We can now use this to plot this probability across the tree. There are two options for plotting: using the evaluations along the branches as used by the integration method, or evaluating the branch values at a specific number of intervals. Using the explicit evaluations is more precies, but might be memory heavy. Usually, using 10-100 evaluations per branch provides a very accurate approximation:

secsse::plot_state_exact(parameters = params,
                 phy = phy,
                 traits = traits,
                 num_concealed_states = 2,
                 sampling_fraction = c(1, 1),
                 prob_func = helper_function)
## Deduced names and order of used states to be: 0, 1
## if this is incorrect, consider passing states as matching numeric 
## ordering, e.g. 1 for the first state, 2 for the second etc.
## Warning: Removed 6 rows containing missing values (`geom_segment()`).

secsse::plot_state_exact(parameters = params,
                 phy = phy,
                 traits = traits,
                 num_concealed_states = 2,
                 sampling_fraction = c(1, 1),
                 num_steps = 10,
                 prob_func = helper_function)
## Deduced names and order of used states to be: 0, 1
## if this is incorrect, consider passing states as matching numeric 
## ordering, e.g. 1 for the first state, 2 for the second etc.
## Warning: Removed 6 rows containing missing values (`geom_segment()`).

secsse::plot_state_exact(parameters = params,
                 phy = phy,
                 traits = traits,
                 num_concealed_states = 2,
                 sampling_fraction = c(1, 1),
                 num_steps = 100,
                 prob_func = helper_function)
## Deduced names and order of used states to be: 0, 1
## if this is incorrect, consider passing states as matching numeric 
## ordering, e.g. 1 for the first state, 2 for the second etc.
## Warning: Removed 6 rows containing missing values (`geom_segment()`).

Using CLA secsse

For CLA secsse, a similar function is available, which works in the same way. Borrowing from the example for cla_secsse_loglik, we first prepare our parameters:

set.seed(13)
phylotree <- ape::rcoal(12, tip.label = 1:12)
traits <- sample(c(0, 1, 2),
                 ape::Ntip(phylotree), replace = TRUE)
num_concealed_states <- 3
sampling_fraction <- c(1, 1, 1)
phy <- phylotree
# the idparlist for a ETD model (dual state inheritance model of evolution)
# would be set like this:
idparlist <- secsse::cla_id_paramPos(traits, num_concealed_states)
lambd_and_modeSpe <- idparlist$lambdas
lambd_and_modeSpe[1, ] <- c(1, 1, 1, 2, 2, 2, 3, 3, 3)
idparlist[[1]] <- lambd_and_modeSpe
idparlist[[2]][] <- 0
masterBlock <- matrix(4, ncol = 3, nrow = 3, byrow = TRUE)
diag(masterBlock) <- NA
idparlist[[3]] <- q_doubletrans(traits, masterBlock, diff.conceal = FALSE)
# Now, internally, clasecsse sorts the lambda matrices, so they look like
#  a list with 9 matrices, corresponding to the 9 states
# (0A,1A,2A,0B, etc)

parameter <- idparlist
lambda_and_modeSpe <- parameter$lambdas
lambda_and_modeSpe[1, ] <- c(0.2, 0.2, 0.2, 0.4, 0.4, 0.4, 0.01, 0.01, 0.01)
parameter[[1]] <- prepare_full_lambdas(traits, num_concealed_states,
lambda_and_modeSpe)
parameter[[2]] <- rep(0, 9)
masterBlock <- matrix(0.07, ncol = 3, nrow = 3, byrow = TRUE)
diag(masterBlock) <- NA
parameter[[3]] <- q_doubletrans(traits, masterBlock, diff.conceal = FALSE)

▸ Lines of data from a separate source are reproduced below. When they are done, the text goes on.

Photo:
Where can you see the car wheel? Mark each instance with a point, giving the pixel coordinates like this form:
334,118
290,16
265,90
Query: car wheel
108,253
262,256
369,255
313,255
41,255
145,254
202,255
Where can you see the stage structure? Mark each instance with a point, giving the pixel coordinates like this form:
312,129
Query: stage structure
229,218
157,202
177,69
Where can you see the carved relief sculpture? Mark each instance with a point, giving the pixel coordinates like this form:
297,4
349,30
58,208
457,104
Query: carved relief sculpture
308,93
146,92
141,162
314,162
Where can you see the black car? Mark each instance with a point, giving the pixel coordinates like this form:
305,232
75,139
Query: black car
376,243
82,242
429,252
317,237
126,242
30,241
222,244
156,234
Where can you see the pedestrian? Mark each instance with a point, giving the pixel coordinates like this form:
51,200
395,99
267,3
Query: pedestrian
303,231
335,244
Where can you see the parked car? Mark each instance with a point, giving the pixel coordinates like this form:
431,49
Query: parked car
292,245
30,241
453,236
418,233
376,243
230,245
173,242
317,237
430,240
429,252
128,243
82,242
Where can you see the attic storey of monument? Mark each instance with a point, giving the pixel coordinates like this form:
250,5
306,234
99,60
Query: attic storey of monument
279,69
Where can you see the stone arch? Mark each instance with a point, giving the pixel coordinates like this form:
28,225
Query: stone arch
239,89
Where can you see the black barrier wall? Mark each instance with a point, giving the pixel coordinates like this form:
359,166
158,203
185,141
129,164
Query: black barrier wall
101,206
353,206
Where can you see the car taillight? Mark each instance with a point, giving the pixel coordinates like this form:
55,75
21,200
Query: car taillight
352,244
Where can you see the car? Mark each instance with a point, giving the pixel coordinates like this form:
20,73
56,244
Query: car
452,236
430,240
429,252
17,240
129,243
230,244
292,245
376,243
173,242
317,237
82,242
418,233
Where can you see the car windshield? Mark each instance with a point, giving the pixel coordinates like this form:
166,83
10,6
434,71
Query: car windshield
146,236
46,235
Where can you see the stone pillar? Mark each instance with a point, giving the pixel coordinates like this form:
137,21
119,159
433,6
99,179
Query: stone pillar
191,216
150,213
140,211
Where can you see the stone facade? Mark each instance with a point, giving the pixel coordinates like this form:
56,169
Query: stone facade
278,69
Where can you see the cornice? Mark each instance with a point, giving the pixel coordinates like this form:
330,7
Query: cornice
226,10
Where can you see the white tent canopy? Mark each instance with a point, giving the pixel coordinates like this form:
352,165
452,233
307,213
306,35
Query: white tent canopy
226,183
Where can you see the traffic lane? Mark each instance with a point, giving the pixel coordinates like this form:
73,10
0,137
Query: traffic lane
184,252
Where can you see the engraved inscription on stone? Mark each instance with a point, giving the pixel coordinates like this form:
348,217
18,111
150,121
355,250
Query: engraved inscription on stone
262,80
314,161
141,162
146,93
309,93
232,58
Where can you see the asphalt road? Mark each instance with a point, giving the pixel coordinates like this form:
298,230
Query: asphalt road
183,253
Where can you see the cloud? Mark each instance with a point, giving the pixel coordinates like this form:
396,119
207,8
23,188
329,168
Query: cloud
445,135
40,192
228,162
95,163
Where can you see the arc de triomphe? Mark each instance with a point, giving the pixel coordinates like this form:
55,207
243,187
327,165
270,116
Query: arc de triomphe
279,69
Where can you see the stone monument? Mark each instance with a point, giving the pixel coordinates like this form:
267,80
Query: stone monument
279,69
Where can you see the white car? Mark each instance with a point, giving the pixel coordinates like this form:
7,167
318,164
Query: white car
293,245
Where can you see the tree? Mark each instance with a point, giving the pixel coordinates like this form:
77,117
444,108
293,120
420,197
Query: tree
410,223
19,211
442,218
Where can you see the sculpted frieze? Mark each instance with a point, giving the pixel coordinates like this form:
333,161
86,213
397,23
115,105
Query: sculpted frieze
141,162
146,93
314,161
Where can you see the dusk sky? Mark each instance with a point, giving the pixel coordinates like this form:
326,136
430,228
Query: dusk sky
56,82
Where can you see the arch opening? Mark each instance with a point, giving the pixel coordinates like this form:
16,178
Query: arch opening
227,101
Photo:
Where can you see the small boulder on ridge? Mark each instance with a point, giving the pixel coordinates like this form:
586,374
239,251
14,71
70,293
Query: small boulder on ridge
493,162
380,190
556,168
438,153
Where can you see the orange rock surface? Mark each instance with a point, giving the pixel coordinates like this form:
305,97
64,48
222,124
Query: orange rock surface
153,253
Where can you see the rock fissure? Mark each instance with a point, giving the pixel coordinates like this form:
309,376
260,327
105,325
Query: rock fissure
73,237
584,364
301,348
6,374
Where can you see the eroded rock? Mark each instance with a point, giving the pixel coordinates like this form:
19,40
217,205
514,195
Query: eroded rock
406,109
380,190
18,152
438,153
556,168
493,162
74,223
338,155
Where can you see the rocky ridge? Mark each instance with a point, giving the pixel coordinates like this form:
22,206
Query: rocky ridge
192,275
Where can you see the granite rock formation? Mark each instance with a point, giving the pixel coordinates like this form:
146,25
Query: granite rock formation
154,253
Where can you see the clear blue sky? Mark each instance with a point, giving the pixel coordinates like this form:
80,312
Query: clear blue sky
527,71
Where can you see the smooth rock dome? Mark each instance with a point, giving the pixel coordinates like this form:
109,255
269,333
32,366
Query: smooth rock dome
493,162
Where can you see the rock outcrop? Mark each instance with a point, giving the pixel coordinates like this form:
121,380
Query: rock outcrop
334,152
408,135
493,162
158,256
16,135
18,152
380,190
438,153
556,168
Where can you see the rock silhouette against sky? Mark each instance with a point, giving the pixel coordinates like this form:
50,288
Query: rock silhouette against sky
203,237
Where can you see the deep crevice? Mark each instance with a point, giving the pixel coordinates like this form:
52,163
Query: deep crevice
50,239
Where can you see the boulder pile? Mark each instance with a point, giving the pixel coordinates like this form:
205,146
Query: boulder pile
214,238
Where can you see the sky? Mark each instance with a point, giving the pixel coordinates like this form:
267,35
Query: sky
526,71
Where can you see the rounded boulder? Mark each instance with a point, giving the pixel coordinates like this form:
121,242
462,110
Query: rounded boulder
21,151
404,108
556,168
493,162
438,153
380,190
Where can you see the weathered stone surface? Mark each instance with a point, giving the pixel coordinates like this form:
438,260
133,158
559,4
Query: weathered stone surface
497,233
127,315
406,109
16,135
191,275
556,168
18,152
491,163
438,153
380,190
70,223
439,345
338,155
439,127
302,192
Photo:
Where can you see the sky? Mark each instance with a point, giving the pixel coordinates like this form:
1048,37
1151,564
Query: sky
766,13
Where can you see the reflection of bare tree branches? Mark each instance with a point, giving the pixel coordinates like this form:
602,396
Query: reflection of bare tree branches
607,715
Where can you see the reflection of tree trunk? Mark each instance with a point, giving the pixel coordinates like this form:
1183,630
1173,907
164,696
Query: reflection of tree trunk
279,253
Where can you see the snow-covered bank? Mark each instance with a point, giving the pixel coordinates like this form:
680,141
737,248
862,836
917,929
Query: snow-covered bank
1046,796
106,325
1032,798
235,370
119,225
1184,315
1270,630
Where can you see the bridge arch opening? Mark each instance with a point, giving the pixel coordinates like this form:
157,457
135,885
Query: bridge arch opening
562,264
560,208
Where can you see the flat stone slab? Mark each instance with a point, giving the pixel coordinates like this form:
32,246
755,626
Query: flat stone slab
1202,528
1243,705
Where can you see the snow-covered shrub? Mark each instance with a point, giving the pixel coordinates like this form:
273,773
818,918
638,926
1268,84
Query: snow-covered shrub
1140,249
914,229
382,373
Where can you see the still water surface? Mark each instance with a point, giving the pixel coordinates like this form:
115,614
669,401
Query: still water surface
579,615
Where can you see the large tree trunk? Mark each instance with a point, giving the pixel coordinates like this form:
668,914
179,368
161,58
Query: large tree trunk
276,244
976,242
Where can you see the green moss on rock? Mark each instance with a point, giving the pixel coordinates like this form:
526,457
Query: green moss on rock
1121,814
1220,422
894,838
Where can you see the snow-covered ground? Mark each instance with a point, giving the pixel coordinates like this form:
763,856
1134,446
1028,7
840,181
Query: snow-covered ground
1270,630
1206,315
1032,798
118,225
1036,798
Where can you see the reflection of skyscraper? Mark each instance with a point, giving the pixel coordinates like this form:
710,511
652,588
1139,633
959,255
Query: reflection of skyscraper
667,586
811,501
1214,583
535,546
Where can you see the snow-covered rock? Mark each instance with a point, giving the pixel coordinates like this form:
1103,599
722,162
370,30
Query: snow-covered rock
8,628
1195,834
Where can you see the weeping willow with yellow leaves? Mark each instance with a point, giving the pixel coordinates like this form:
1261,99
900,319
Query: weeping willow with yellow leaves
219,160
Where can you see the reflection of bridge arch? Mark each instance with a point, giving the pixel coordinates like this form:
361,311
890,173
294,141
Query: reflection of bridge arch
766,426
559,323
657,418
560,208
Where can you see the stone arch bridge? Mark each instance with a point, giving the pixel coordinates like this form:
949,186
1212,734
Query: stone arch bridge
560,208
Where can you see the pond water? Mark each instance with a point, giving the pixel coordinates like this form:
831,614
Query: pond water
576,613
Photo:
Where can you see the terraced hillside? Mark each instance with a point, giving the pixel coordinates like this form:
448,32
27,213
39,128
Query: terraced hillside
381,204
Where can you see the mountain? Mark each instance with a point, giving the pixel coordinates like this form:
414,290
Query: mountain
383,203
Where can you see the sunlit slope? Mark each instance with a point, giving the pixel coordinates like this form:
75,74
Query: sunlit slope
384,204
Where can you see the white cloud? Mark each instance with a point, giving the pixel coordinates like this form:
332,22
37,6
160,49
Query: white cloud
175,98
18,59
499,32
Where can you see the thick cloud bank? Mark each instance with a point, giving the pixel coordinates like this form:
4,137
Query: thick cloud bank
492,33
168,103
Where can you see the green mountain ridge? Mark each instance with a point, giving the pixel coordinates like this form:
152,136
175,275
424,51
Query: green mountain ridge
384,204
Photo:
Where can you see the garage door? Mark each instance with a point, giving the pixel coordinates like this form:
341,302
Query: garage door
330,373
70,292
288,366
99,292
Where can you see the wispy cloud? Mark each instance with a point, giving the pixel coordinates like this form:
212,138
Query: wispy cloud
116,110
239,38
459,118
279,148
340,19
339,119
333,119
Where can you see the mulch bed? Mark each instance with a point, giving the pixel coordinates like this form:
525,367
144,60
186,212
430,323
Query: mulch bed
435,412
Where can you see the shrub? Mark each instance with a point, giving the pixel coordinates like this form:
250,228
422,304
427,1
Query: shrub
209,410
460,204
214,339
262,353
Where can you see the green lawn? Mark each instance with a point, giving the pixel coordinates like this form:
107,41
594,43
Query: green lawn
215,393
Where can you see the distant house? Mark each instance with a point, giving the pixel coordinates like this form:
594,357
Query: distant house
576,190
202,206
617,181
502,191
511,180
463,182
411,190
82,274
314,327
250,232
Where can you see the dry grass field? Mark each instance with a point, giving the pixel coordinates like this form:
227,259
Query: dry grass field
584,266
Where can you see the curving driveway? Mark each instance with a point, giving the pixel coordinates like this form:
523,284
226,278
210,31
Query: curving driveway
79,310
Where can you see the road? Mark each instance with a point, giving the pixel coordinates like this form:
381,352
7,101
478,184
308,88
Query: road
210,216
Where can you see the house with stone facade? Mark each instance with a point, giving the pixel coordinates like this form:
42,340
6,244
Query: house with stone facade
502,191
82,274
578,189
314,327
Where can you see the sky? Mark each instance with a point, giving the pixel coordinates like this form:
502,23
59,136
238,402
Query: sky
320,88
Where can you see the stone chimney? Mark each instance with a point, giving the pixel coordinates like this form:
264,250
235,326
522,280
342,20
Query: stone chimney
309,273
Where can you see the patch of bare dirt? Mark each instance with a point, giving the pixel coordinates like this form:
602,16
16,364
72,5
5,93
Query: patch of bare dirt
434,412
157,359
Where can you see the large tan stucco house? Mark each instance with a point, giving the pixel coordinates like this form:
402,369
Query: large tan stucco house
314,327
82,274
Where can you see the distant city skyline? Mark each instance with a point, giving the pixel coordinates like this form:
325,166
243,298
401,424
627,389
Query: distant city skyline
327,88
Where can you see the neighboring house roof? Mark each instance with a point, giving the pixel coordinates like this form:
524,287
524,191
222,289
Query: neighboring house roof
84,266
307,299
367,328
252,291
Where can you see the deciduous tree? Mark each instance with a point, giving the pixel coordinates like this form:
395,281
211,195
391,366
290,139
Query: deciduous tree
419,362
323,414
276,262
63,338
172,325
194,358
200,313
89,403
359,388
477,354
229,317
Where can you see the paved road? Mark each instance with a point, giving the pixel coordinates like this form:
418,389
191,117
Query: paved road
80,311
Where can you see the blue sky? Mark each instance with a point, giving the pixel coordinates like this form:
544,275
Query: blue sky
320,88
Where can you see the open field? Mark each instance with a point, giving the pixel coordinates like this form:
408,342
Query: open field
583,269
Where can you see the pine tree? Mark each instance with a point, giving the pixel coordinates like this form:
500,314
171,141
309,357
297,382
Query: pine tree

Here, we have 9 different states (3 observed states, and 3 hidden states), ordered regularly, e.g.: 0A, 1A, 2A, 0B, 1B, 2B, 0C, 1C, 2C. To observe the change in state 0, we formulate a helper function, noticing that the first 9 states are the extinction rates:

helper_function <- function(x) {
  return(sum(x[c(10, 13, 16)]) / sum(x)) # normalized by total sum, just in case
}

And then we use these for plotting:

secsse::plot_state_exact(parameters = parameter,
                         phy = phy,
                         traits = traits,
                         num_concealed_states = 3,
                         sampling_fraction = sampling_fraction,
                         cond = "maddison_cond",
                         root_state_weight = "maddison_weights",
                         is_complete_tree = FALSE,
                         prob_func = helper_function,
                         num_steps = 10)
## Warning: Removed 22 rows containing missing values (`geom_segment()`).